Our recent experience is that the NCA has been reluctant to engage fully on this topic and has not always been willing to confirm whether a DAML submission will provide a full defence to potential money laundering offences. In the absence of formal guidance from the Home Office and/or the NCA, it is difficult to predict when companies that find themselves in such an invidious position will be able to obtain greater clarity.
Balanced against this, no company has yet been prosecuted under POCA for benefitting from medicinal cannabis revenues, although we do not know whether there are any current investigations. While it may be that this is an area where the NCA will not seek to enforce, there is no guarantee that this will be the case and no stated public policy to this effect.

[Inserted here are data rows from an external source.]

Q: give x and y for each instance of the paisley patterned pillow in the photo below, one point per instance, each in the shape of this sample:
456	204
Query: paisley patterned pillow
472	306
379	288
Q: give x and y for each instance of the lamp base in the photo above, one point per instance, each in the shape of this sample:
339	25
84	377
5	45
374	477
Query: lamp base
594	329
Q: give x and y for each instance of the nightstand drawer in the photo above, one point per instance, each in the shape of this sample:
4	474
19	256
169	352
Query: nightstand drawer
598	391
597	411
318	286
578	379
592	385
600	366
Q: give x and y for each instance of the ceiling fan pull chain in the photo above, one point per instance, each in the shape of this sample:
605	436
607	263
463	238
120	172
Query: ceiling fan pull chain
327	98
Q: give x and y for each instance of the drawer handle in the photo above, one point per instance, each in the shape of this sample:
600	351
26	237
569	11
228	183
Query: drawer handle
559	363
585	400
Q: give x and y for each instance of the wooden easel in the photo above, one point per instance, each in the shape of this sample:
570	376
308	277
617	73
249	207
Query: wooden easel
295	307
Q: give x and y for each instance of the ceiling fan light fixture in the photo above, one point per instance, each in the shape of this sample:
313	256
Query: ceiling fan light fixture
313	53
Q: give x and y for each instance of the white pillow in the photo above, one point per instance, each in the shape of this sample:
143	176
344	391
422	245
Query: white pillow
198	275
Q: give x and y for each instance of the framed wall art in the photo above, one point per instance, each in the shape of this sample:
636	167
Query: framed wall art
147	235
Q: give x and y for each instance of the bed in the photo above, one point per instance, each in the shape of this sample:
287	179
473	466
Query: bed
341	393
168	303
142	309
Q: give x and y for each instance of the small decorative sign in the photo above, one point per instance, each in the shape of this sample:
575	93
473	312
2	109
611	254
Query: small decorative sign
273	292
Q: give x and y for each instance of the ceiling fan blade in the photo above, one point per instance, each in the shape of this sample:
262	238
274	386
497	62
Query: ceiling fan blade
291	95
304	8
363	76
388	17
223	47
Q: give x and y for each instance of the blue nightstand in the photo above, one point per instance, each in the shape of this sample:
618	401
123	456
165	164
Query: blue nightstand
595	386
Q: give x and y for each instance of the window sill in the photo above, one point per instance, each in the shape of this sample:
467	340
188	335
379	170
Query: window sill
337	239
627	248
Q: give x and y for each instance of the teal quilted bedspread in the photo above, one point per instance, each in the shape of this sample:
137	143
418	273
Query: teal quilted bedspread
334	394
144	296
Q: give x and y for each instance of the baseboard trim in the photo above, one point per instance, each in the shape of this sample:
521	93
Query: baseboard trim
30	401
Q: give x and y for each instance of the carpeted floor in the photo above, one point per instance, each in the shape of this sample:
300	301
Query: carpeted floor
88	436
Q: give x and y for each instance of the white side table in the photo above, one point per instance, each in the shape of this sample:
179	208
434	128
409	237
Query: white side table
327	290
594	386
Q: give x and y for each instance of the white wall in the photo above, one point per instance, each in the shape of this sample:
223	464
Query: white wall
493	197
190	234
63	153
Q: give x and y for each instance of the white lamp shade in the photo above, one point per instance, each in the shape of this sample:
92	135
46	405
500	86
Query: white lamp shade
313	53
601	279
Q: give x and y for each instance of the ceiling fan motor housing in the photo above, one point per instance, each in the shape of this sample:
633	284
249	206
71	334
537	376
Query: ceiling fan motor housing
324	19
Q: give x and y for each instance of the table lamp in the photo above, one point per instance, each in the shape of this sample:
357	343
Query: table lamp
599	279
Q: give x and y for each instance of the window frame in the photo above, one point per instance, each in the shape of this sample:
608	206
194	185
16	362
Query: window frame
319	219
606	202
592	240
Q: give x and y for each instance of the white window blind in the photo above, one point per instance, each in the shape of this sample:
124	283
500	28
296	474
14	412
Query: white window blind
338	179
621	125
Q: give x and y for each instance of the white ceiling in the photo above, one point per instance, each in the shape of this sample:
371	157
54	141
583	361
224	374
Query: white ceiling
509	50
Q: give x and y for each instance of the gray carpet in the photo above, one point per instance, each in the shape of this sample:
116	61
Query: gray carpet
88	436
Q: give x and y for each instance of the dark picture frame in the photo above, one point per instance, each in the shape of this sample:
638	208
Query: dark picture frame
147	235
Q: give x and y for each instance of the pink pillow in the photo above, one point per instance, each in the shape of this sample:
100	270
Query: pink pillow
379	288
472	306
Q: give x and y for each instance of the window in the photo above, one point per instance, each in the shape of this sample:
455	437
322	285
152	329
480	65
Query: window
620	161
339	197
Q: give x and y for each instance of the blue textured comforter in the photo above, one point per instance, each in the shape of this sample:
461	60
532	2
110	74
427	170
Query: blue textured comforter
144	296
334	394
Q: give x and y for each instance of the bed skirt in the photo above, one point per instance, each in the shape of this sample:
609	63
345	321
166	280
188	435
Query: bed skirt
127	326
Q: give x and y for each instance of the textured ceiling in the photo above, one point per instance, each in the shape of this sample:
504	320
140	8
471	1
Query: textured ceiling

Although a great deal of uncertainty remains, it is clear is that there are practical steps which companies can take to assess and reduce the risk of committing a money laundering offence in respect of cannabis-related revenues. These include:
- Increasing the scope of standard due diligence to cover potential cannabis exposure in, for example, the consumer products and healthcare sectors, particularly in relation to deals with a US or Canadian nexus
- Targeted contractual representations and warranties for counterparties with known cannabis exposure
- Updating leases to include specific permitted use limitations on cannabis-related activities, particularly where those activities are legal under local laws.
Whether taking proactive measures of this kind is proportionate to the risk will depend on a given company’s exposure to cannabis-related activities and related revenues. However, as highlighted above, this exposure is not necessarily straightforward to assess. In the absence of specific guidance, we predict that more companies will start factoring the risks of cannabis-related exposure into their existing AML and due diligence processes.
Conclusion
In practice, most investments involve consideration of local law in multiple jurisdictions, particularly where large international investors are involved. Careful thought therefore needs to be given to the law in countries where, for example, each of the investors, the fund manager and/or the cannabis company carrying out the investment are based, the risks which arise under the laws of each relevant jurisdiction and how to manage those risks within existing operational frameworks.